# Timing



## gjones (Oct 8, 2012)

The other day when the temps were around 90 or so, took the '66 Lemans drop-top(455,Carter 625cfm,with 7147 metering rods-runs the car good,but yes,a tad small) out for a spin. On the highway, The temp. ran dead at 180. On the feeder roads, around 190. pulled into the driveway and let it run-was at 210 and climbing. Was near 230, and shut it down. Took a long time to cool. Today, took her for a short romp, (outside temps were 88 in the sun, 74 in the shade). she ran at 180. Set the parking brake in the driveway and let her idle in gear for about 15 minutes. Ran at 195. shut it down and came back after 10 minutes fully expecting the temp to be around 230+ like the other day, but was surprised to see it at 205. As soon as I started it, the temp actually went down to like 170-[NEVER seen that before] then came up to 180 and stayed there steady as a rock. What gives? Would it help if I bump the timing ahead a couple of degrees? Do I need to run bigger jets and rods? I've gone through all the old problem solving methods-cast iron impeller water pump,closing the gap on the pump plate, new radiator,etc,etc,etc...(went through all that with the 326) I just want to make sure this sucker isn't going to start running 220 when the ambient temperature gets to be 95... thanks


----------



## geeteeohguy (Feb 2, 2008)

Sounds to me like a possible intermittant stuck thermostat or a possible air bubble in the cooling system that bled out. 220 on a hot day isn't overheating, BTW. It's warm, but won't hurt anything unless you're spitting out coolant.


----------



## Chris-Austria (Dec 23, 2010)

Maybe you should check the temps with a external thermometer to see if the gauge shows the correct temps all the time.
After I switch of my engine it always climbs up a little on the analog gauge (for example from 180 to 210) and as soon as the engine is switched on again and the water circulates and the fan starts it goes down to 185-190 within 5 seconds. I always thought this happens because as soon as there is no circulation in the water the temps increase a little because the engine parts are hotter than the water and it is no longer cooled down.

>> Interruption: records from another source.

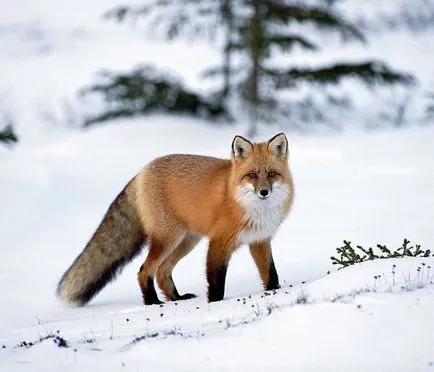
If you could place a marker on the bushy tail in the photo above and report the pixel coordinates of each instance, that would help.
(118, 239)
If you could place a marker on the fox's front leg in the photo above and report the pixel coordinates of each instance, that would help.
(219, 253)
(261, 253)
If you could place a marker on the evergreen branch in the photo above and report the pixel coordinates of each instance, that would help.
(320, 17)
(369, 72)
(287, 42)
(348, 255)
(7, 135)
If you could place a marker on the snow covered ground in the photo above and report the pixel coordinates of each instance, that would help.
(57, 183)
(367, 188)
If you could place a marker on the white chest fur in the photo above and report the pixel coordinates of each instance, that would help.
(263, 216)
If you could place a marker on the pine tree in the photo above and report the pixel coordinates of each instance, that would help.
(253, 30)
(7, 135)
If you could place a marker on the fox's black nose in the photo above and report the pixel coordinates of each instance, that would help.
(264, 192)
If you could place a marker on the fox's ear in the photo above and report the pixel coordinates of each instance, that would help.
(278, 145)
(241, 147)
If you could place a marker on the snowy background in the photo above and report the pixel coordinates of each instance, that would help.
(368, 187)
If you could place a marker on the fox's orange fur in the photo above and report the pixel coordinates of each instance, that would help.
(177, 199)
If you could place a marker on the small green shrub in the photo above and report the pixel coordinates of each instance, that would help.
(349, 255)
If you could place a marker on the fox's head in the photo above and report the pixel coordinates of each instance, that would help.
(260, 170)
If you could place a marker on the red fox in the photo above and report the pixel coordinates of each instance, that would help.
(173, 202)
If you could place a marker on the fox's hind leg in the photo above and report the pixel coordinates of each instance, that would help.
(160, 247)
(261, 253)
(164, 273)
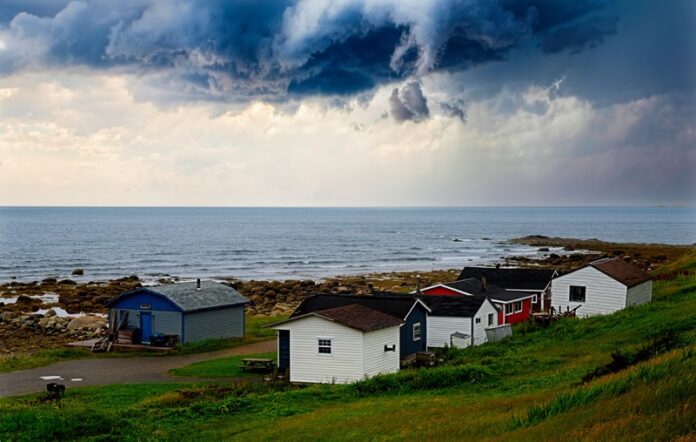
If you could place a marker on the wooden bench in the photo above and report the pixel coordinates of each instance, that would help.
(257, 364)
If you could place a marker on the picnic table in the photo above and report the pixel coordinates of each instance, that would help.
(258, 364)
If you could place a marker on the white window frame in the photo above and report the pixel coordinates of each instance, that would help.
(570, 287)
(420, 331)
(319, 345)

No need to worry at all if it goes down quickly after starting the engine.


----------



## gjones (Oct 8, 2012)

*timing*

Rechecked timing. With parking brake set and car in gear, vacuum advance disconnected and idle at 600, she was showing 6 degrees of advance.(Cranked up easy at that spot and ran great, but not exactly a powerhouse). Would it run hotter at this setting? Initially I did have it set at twelve degrees, but after she ran awhile, it would tend to crank over hard. So now I've got it at ten before, and it idled 1/2 hour in gear at 180 degrees.(205 after shutdown). If you shut it off, then cranked it right back up, it would crank and fire up immediately, but if you waited 3-4 minutes, it would drag on the first revolution then fire up. Then immediately if you just cranked it right back up, it'd fire without fail every time. Is there a fine line between starting easy, but running hot, and running cool, but starting hard? The temp. does drop back to 180 after starting, but that annoying cranking deal leaves a lot to be desired! (new starter). Any tricks up yer sleeves? TNX.


----------



## geeteeohguy (Feb 2, 2008)

You have two things working against you: overly advanced iginiton timing and starter heat soak. Sounds like it wants to run at 12 initial, but 6 is stock specs. You can: retard the timing a hair, get a better starter (mini-starter), or install an ignition cut-off switch. The cut off switch will allow the engine to crank easily, and then you can flip it on and it will start right up. What's happening now is the spark is happening when the piston is on the way UP the cylinder, and that causes the piston to want to go back DOWN the cylinder, which is not a good thing on compression stroke. Me, I'd back the timing down a hair.


----------



## gjones (Oct 8, 2012)

*timing*

Thanks geeteeohguy, I really like that ignition cut off suggestion...seems to stand to reason that it would work like a charm. Just an interrupter on the run leg of the ignition switch, I presume? I like it! But I will pull the timing back some, but at 12 before, it runs like a bat out of hell. Does the engine run hotter when it's at the more advanced position, or the retarded position? Thanks again. G.


----------



## geeteeohguy (Feb 2, 2008)

Engine will run cooler the more advanced it is, generally. I ran my hidden ignition kill switch on the ign coil + wire circuit. You can use it as a temporary disable starting aid, and for peace of mind when you park your car. The switch needs to be in a non-obvious spot.


----------



## gjones (Oct 8, 2012)

*timing*

Nice!!!!! One more question. Do I need to re torque the intake and heads? Probably put 100 miles on her so far. Used the blue Fel-Pro gasket kit. Or do these not need a re torquing? Thanks. G.


----------